General Discussion
Related: Editorials & Other Articles, Issue Forums, Alliance Forums, Region ForumsDo white supremacists like to add the word "storm" to their names?
I've been studying the sovereign citizens pretty closely, and a lot of them like to change their names: African-American sovereigns who have embraced the Moors will add "el Bey" or just one of the two words in it to their names, and Caucasian sovereigns may change their last names to "Freeman." This lets like-minded souls recognize them immediately - if you're a sovereign who calls himself "Frank Freeman" and someone introduces himself as "John Freeman" you immediately know it's safe to talk about running stop signs and getting away with it by bamboozling the cops or whatever in the hell they talk about.

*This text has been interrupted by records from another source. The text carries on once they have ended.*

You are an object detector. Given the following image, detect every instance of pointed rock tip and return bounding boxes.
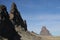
[0,5,6,11]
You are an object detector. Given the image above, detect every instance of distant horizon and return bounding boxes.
[0,0,60,36]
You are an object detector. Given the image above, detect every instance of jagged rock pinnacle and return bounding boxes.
[40,26,51,36]
[10,3,27,30]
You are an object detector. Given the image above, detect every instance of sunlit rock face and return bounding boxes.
[9,3,27,31]
[40,26,51,36]
[0,5,21,40]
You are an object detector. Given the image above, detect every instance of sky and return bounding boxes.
[0,0,60,36]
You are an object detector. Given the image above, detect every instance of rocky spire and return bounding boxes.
[10,3,27,29]
[10,3,23,25]
[0,5,9,20]
[24,20,27,30]
[40,26,51,36]
[0,5,20,40]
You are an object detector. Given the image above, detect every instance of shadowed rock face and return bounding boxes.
[40,26,51,36]
[10,3,27,31]
[0,5,21,40]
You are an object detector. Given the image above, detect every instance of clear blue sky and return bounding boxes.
[0,0,60,36]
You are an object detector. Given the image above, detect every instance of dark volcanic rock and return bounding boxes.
[10,3,27,31]
[0,5,21,40]
[40,26,51,36]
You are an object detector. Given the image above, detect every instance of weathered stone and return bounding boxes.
[10,3,27,30]
[0,5,21,40]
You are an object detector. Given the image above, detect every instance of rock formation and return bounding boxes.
[0,5,21,40]
[40,26,51,36]
[10,3,27,31]
[0,3,41,40]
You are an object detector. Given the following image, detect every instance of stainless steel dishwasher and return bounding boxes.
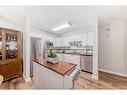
[80,55,93,73]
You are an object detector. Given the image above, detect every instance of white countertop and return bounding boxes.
[0,75,3,85]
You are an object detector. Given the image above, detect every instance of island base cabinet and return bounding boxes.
[33,62,64,89]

I haven't been so diligent with white supremacists. Is adding "Storm" to their names popular in that world?
Itchinjim
(3,085 posts)It sounds tough. Unlike them. Dickless wonders they are.
catnhatnh
(8,976 posts)SidDithers
(44,228 posts)That seems to work pretty well
Sid
GoCubsGo
(32,084 posts)"Strom" as in Strom Thurmond. "Storm" is a "cooler" version of it, maybe?
jmowreader
(50,557 posts)Senator Thurmond's middle name was Strom - his mother's maiden name.
If the Illinois Nazis, or the South Carolina Nazis or wherever the hell they're from, named their group the Strom Brigade, under the theory their great power would shock the (insert the group these dangerous nutcases are pissed off about this week) into leaving the area, everyone in America who speaks no German would think they can't spell.
wheniwasincongress
(1,307 posts)Is it like, a "storm" of white people "uprising against the blacks" ? Or a "storm stirred by the blacks" ?
jmowreader
(50,557 posts)Sturmabteilung directly translates to "storm detachment." We know them better as the Brownshirts.
"Blitzkrieg," the World War II technique of high-speed combat the Nazis used, means "lightning war" - and lightning comes during storms.
BumRushDaShow
(129,017 posts)(who Lucas made into the obvious analogous Nazi Germany era counterparts)
U4ikLefty
(4,012 posts)betterdemsonly
(1,967 posts)This was a nazi publication in Hitler's Germany. The consonants are all the same. In Germany, you also had "The Storm Troopers."